Poniéndome de puntillas, metiendo el vientre y avanzando de lado en medio de las mesillas, dispuestas muy cerca unas de otras, trataba torpemente (debido a cierta necesidad, muy frecuente en esos últimos meses, de poner al descubierto mi nulidad intelectual) de hallar una definición exacta de esa música, aunque no lograba encontrarla. Allí, en el otro extremo de la sala, donde había algo más de espacio, los sonidos cambiaban de dirección como el viento y se apartaban en ocasiones de los músicos, cuyos arcos se movían entonces en silencio; junto a una enorme ventana, alzándose por encima de las otras cabezas, se hallaba Zander, que empezó a llamar mi atención agitando un pañuelo.
—¡Bueno, por fin! ¡Bueno, por fin has llegado! —dijo, saliéndome al encuentro y cogiéndome una mano con las suyas—. Y bien, ¿cómo te va? —preguntó, sacudiendo la cabeza—. ¿Cómo te va, Vadia?

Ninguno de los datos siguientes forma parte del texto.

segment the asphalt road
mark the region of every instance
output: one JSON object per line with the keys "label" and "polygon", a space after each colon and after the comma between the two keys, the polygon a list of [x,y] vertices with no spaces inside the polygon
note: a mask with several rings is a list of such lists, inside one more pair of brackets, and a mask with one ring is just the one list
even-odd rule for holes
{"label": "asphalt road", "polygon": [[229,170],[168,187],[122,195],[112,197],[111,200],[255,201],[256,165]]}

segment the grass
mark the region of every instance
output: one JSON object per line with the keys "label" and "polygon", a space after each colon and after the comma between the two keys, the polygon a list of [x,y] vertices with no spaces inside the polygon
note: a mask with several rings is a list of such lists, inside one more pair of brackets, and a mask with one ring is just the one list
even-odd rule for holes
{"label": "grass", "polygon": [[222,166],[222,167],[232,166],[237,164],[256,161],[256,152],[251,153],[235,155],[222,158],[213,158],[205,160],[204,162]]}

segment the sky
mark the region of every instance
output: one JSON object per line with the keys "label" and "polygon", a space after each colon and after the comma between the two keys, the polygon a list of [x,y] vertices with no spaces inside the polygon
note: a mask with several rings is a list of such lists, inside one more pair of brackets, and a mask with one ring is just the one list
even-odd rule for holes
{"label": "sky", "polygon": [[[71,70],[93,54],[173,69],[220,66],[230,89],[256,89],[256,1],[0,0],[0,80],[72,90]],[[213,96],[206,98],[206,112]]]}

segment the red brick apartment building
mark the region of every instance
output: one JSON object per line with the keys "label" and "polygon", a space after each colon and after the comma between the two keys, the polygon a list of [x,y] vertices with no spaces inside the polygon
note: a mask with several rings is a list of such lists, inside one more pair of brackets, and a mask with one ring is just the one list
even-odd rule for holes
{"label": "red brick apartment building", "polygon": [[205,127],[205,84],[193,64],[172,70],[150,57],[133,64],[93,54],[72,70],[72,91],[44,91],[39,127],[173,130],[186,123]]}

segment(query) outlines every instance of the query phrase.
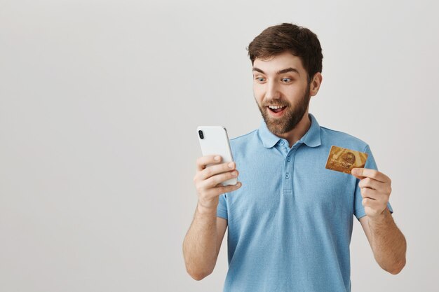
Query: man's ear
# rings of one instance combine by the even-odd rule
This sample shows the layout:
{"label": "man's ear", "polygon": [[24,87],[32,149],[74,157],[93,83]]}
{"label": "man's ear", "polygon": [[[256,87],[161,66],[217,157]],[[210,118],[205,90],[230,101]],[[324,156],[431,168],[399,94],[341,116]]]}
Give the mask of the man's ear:
{"label": "man's ear", "polygon": [[311,81],[311,84],[309,87],[309,95],[311,97],[313,97],[318,92],[318,90],[320,89],[320,85],[322,84],[322,81],[323,80],[323,76],[322,74],[320,72],[317,72],[313,76],[313,79]]}

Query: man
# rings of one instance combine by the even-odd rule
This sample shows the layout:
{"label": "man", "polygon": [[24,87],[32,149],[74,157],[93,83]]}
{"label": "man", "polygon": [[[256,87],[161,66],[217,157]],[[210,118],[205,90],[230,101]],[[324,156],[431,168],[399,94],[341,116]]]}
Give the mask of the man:
{"label": "man", "polygon": [[[189,274],[200,280],[213,271],[228,227],[224,291],[351,291],[353,216],[378,264],[398,274],[406,242],[392,218],[390,179],[366,143],[309,113],[323,79],[317,36],[283,23],[262,32],[248,53],[263,121],[230,141],[235,162],[197,160],[198,202],[183,243]],[[332,145],[367,153],[365,168],[326,169]],[[231,177],[240,182],[219,184]]]}

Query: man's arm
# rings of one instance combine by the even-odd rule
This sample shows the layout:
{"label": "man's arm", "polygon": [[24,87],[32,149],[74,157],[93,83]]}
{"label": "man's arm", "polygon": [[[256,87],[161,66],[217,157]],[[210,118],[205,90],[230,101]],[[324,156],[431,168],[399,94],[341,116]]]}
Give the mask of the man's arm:
{"label": "man's arm", "polygon": [[377,218],[370,219],[367,216],[361,217],[360,223],[377,263],[391,274],[399,273],[405,265],[407,243],[389,209]]}
{"label": "man's arm", "polygon": [[396,274],[405,265],[407,243],[387,207],[391,193],[389,176],[375,169],[354,168],[359,179],[366,216],[360,218],[375,260],[381,267]]}
{"label": "man's arm", "polygon": [[216,208],[204,209],[197,205],[194,220],[183,242],[183,255],[187,272],[197,281],[213,272],[227,221],[217,217]]}
{"label": "man's arm", "polygon": [[[210,274],[217,263],[227,221],[217,218],[219,195],[241,188],[221,183],[238,177],[235,162],[219,163],[221,156],[206,155],[197,159],[194,182],[198,202],[192,224],[183,242],[183,256],[187,272],[196,280]],[[207,167],[208,165],[215,165]]]}

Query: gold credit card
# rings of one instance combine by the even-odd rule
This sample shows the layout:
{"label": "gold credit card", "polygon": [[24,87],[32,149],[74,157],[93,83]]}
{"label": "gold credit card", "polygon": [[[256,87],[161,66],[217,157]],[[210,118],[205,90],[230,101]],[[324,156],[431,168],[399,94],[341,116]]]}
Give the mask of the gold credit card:
{"label": "gold credit card", "polygon": [[355,167],[364,167],[367,153],[332,146],[325,168],[351,174]]}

Tenía la costumbre de sacudir la cabeza; después parecía olvidar todas las palabras dichas, desembarazarse de ellas, y volvía a repetirlas con inoportuna obstinación. Sus ojos punzantes y su nariz aguileña se arrugaban alegremente. Sin soltar mi mano y retrocediendo por el estrecho paso, me llevó hasta la mesa, junto a la que había sentadas dos personas. Por la expectación con que me miraban a los ojos, parecía evidente que eran acompañantes de Zander, y que éste iba a presentarnos. Uno de ellos, que se levantó cuando nos acercamos, se llamaba Jirgue; el otro, Mik. Durante la presentación, Zander sacudió tres veces la cabeza y tres veces empezó a decir que Mik era caricaturista y bailarín. De Jirgue no dijo nada, aunque su carácter se podía definir en dos palabras (al menos su actitud exterior): una perezosa desgana. Cuando nos aproximamos a la mesa, Jirgue se levantó con perezosa desgana y con perezosa desgana se puso a mirar por encima de las cabezas. El segundo, Mik, mostraba un evidente nerviosismo. Sin apartar el cigarrillo de la boca (que oscilaba cuando hablaba), se dirigió a Zander sin mirarme.

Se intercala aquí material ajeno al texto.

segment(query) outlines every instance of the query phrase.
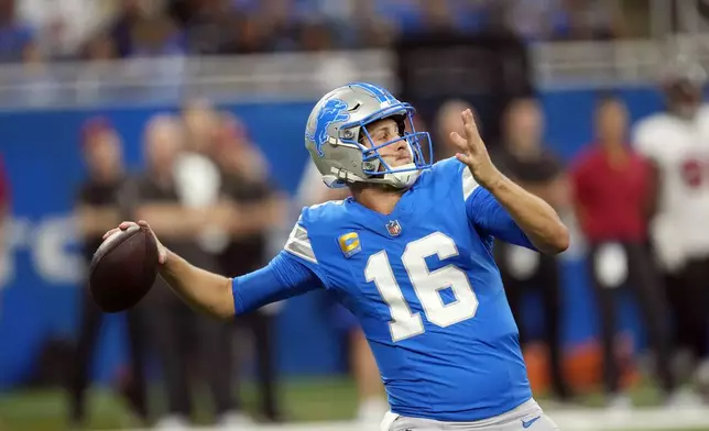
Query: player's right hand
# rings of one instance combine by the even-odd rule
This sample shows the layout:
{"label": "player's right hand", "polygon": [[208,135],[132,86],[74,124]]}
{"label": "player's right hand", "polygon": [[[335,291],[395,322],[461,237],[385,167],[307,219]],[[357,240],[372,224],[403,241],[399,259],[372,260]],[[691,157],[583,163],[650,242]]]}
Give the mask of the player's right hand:
{"label": "player's right hand", "polygon": [[160,242],[157,239],[157,235],[155,235],[155,232],[151,229],[150,224],[145,220],[140,220],[138,223],[134,221],[123,221],[121,224],[119,224],[117,228],[111,229],[110,231],[106,232],[103,234],[102,240],[106,241],[107,237],[111,236],[113,233],[118,231],[126,231],[128,228],[132,225],[139,225],[142,228],[148,228],[150,233],[153,235],[155,239],[155,244],[157,245],[157,262],[163,265],[167,261],[167,248]]}

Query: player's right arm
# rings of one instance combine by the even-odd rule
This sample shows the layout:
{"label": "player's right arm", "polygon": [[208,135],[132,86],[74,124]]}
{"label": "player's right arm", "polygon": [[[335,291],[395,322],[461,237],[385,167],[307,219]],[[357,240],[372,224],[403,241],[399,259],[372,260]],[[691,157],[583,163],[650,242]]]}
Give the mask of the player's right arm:
{"label": "player's right arm", "polygon": [[[116,230],[126,230],[132,222],[123,222],[106,233],[105,239]],[[138,224],[150,229],[140,221]],[[293,230],[285,250],[269,265],[253,273],[228,278],[198,268],[157,242],[160,275],[173,290],[193,308],[215,317],[229,319],[234,314],[248,312],[266,303],[323,287],[321,278],[313,267],[304,264],[303,258],[313,256],[308,241],[294,242],[299,226]],[[302,229],[302,228],[301,228]],[[152,231],[151,231],[152,232]],[[154,235],[154,232],[153,232]],[[295,245],[293,245],[295,244]],[[297,258],[299,256],[301,258]]]}

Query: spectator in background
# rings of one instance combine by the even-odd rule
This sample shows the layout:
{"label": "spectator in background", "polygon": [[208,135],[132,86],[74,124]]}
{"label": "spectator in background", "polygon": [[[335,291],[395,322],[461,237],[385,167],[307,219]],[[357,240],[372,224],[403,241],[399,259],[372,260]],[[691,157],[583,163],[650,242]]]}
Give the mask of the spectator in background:
{"label": "spectator in background", "polygon": [[647,221],[656,199],[652,173],[628,145],[628,111],[620,99],[601,99],[596,108],[596,143],[579,156],[571,174],[577,217],[590,245],[606,394],[611,408],[626,408],[631,404],[620,387],[621,373],[614,352],[615,310],[623,286],[633,289],[639,301],[667,401],[681,401],[681,397],[673,396],[675,382],[669,365],[665,296],[646,247]]}
{"label": "spectator in background", "polygon": [[[544,145],[543,115],[536,100],[513,100],[504,112],[502,143],[492,152],[492,159],[502,173],[564,214],[570,211],[568,180],[559,158]],[[495,245],[495,257],[523,345],[531,341],[522,316],[524,295],[542,294],[543,341],[549,350],[552,388],[559,401],[570,401],[570,388],[564,378],[564,301],[558,257],[502,242]]]}
{"label": "spectator in background", "polygon": [[0,64],[35,62],[41,57],[34,30],[17,16],[15,0],[0,0]]}
{"label": "spectator in background", "polygon": [[[81,150],[88,167],[88,178],[81,185],[75,217],[84,245],[84,262],[88,268],[94,253],[101,245],[101,236],[122,220],[118,192],[123,183],[121,141],[116,130],[103,119],[89,121],[83,131]],[[94,352],[103,322],[103,313],[94,302],[89,289],[80,290],[80,323],[76,357],[70,373],[70,421],[80,426],[86,418],[85,393],[88,385]],[[143,365],[145,362],[145,327],[140,309],[126,312],[128,342],[130,345],[130,371],[121,388],[129,406],[143,421],[148,420],[146,388]]]}
{"label": "spectator in background", "polygon": [[[121,195],[131,219],[150,220],[166,246],[211,269],[216,262],[197,239],[206,225],[222,225],[232,213],[223,207],[185,206],[181,202],[175,168],[184,129],[176,118],[153,118],[145,129],[148,170],[129,181]],[[229,342],[231,329],[201,316],[179,300],[159,278],[144,299],[157,358],[162,365],[167,412],[159,428],[185,429],[193,413],[194,375],[200,375],[211,390],[217,421],[226,427],[243,424],[233,413]],[[201,366],[190,366],[196,363]],[[199,373],[200,372],[200,373]]]}
{"label": "spectator in background", "polygon": [[[229,244],[219,259],[222,273],[228,277],[236,277],[263,267],[272,257],[268,255],[268,236],[271,231],[283,225],[286,206],[271,181],[263,155],[249,140],[243,124],[225,113],[218,130],[215,159],[221,169],[221,192],[238,207],[238,217],[228,230]],[[237,323],[253,334],[261,410],[273,422],[282,419],[276,399],[273,346],[273,312],[279,308],[279,305],[270,305],[237,317]],[[240,402],[237,402],[237,407],[240,407]]]}
{"label": "spectator in background", "polygon": [[37,44],[52,58],[73,58],[114,12],[113,0],[22,0],[20,15],[37,29]]}
{"label": "spectator in background", "polygon": [[110,29],[120,57],[184,53],[183,34],[160,1],[123,0]]}
{"label": "spectator in background", "polygon": [[641,120],[635,150],[651,162],[658,187],[651,223],[653,251],[661,263],[676,320],[679,347],[689,349],[694,369],[709,386],[709,107],[702,101],[706,70],[676,57],[663,70],[666,110]]}

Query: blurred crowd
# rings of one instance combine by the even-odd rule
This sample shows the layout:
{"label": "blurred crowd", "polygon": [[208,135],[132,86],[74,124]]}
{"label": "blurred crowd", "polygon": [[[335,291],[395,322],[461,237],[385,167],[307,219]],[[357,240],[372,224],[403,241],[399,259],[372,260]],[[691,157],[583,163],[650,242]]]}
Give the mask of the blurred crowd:
{"label": "blurred crowd", "polygon": [[0,0],[0,62],[359,48],[437,31],[514,32],[530,41],[612,38],[628,34],[633,16],[647,14],[647,4],[634,3],[639,2]]}

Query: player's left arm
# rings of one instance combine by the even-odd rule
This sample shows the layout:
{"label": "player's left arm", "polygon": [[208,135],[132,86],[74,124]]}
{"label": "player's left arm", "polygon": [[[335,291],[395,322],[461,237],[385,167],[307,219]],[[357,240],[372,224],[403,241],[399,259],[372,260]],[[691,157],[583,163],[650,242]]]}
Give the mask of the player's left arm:
{"label": "player's left arm", "polygon": [[469,187],[470,196],[466,197],[473,222],[503,241],[525,245],[526,237],[544,253],[558,254],[568,248],[568,229],[554,208],[498,170],[470,110],[462,113],[462,121],[466,137],[456,132],[451,137],[460,150],[456,158],[468,166],[469,181],[479,185]]}

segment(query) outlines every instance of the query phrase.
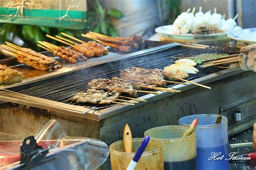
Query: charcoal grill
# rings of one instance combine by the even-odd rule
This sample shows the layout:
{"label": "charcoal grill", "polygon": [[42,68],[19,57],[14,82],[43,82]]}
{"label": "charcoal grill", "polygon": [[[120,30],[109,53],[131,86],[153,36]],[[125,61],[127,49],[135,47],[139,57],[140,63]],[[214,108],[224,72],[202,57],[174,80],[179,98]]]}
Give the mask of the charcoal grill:
{"label": "charcoal grill", "polygon": [[[178,94],[159,92],[158,95],[139,94],[135,106],[113,104],[99,106],[69,102],[67,99],[84,91],[89,81],[95,78],[119,76],[120,69],[132,66],[163,69],[170,65],[172,56],[197,56],[203,53],[238,53],[232,44],[208,48],[170,44],[124,55],[115,61],[55,75],[44,80],[14,85],[0,91],[0,131],[13,134],[36,132],[49,119],[57,119],[64,125],[68,135],[100,139],[108,144],[120,140],[122,129],[128,122],[134,137],[158,126],[177,124],[180,117],[196,114],[223,114],[229,118],[230,134],[248,129],[256,118],[255,73],[241,69],[217,67],[199,69],[188,80],[212,87],[206,89],[191,84],[170,84],[168,87],[182,91]],[[239,111],[242,119],[236,122],[233,113]],[[40,119],[40,121],[37,120]],[[14,128],[7,122],[19,125]],[[1,123],[1,122],[0,122]]]}

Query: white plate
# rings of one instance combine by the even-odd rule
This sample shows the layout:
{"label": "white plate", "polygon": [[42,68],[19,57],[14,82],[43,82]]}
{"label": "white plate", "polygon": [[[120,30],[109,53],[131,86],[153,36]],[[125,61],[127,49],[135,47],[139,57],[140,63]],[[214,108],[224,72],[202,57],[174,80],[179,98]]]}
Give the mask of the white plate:
{"label": "white plate", "polygon": [[227,34],[230,38],[238,41],[256,42],[256,28],[242,29]]}
{"label": "white plate", "polygon": [[206,38],[208,37],[218,37],[218,36],[226,36],[227,33],[227,32],[222,32],[222,33],[213,33],[213,34],[201,34],[201,35],[194,35],[193,34],[171,34],[172,30],[172,25],[164,25],[158,27],[156,28],[154,31],[159,33],[163,34],[168,35],[171,37],[176,37],[177,38],[194,38],[194,37],[203,37]]}

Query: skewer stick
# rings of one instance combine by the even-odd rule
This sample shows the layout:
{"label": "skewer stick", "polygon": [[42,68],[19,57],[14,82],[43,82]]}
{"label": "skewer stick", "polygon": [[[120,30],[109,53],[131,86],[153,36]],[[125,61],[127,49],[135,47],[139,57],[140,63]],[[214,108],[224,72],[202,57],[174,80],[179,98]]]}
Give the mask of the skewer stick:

—Bueno, habla de una vez y explícanos cómo está la situación.
Cuando Zander le aclaró que disponían de quince rublos, adoptó una expresión contrariada, luego esbozó una sonrisa y finalmente, borrando ambos gestos, golpeó fuertemente el cristal de la mesa con el anillo. Jirgue, con perezosa desgana, miraba a un lado. Una camarera, de rostro terriblemente fatigado, que enseguida me resultó conocida, se dio bruscamente la vuelta al oír el golpe y, apoyando el delantal almidonado en el borde agudo, clavándoselo en el vientre, se puso a recoger los vasos vacíos. Sólo cuando recogía las colillas (que no habían sido depositadas en el cenicero y estaban diseminadas por toda la mesa), haciendo un gesto de repugnancia y sacudiendo la cabeza como dando entender que no había esperado de nosotros otra cosa que una marranada semejante, reconocí a Nelly. Sin mirarme, aunque la saludé y le pregunté qué tal le iba, secó apresuradamente el cristal de la mesa con un paño y dijo en voz baja: «Bien, merci», mientras su cara se cubría de unas manchas enfermizas de color ladrillo. Una vez recogido todo, dirigió una mirada temerosa al mostrador y de pronto, inclinándose hacia Jirgue, le dijo apresuradamente que pronto la reemplazarían y que esperaría abajo. Al escuchar esas palabras, Jirgue (que apoyaba las manos en la mesa y hacía fuerza para levantarse, retorciendo el rostro como si se hubiera causado una herida mortal en la espalda) sacudió la cabeza con perezosa desgana.